Franco-German Spat on Role of ECB Renewed - Bloomberg
The failure of European leaders to end the debt crisis with their broadest effort yet has revived a Franco-German dispute over the European Central Bank’s role and fueled investor concerns over policy makers’ economic impotence.
As holders of Greek debt begin talks in Athens on structuring a 50 percent writeoff that was the cornerstone of a deal pieced together last month at an all-night summit, officials in Berlin and Paris swapped barbs and European borrowing costs outside of Germany rose to euro-era records.
The discord highlighted markets’ brushoff of a package that included a scaled-up rescue fund, proposed guarantees of sovereign debt and a bid to attract more international loans. The accord, which finance ministers aim to implement next month, was at least the fourth plan billed as a comprehensive strategy to end the crisis born in Greece in 2009, none of which provided a lasting fix.

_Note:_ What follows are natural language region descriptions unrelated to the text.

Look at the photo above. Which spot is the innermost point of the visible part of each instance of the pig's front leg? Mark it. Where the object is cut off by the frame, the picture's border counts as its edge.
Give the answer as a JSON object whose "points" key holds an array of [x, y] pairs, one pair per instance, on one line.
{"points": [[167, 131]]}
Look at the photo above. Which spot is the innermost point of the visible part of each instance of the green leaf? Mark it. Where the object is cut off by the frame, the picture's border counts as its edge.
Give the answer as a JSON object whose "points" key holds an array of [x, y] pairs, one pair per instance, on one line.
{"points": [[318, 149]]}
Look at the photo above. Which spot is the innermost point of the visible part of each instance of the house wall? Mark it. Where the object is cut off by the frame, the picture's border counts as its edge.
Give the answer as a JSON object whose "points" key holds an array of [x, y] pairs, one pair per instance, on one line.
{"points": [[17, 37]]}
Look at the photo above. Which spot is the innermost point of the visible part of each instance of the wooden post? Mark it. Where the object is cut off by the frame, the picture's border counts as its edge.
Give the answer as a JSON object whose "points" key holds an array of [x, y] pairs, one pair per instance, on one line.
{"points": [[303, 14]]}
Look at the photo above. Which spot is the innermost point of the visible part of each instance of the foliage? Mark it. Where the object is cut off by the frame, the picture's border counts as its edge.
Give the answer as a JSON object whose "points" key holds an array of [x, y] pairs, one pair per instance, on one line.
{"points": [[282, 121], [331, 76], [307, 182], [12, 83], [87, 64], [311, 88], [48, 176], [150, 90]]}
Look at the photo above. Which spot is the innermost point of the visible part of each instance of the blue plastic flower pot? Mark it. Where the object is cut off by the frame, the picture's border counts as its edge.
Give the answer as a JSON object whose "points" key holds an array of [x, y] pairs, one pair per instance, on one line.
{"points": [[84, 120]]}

“The crisis is clearly broadening,” Riccardo Barbieri, London-based chief European economist at Mizuho International Plc, told Bloomberg Radio’s Ken Prewitt yesterday. “Only Germany, and to some extent the Netherlands, are immune from the crisis at the moment.”
U.S. and European stocks fell as concern about the debt crisis outweighed a drop in American jobless claims and higher- than-forecast housing starts. The premium France pays over Germany to borrow for 10 years jumped to a record 200 basis points. Yields on bonds of countries from Portugal to Finland, the Netherlands to Austria also rose relative to Germany.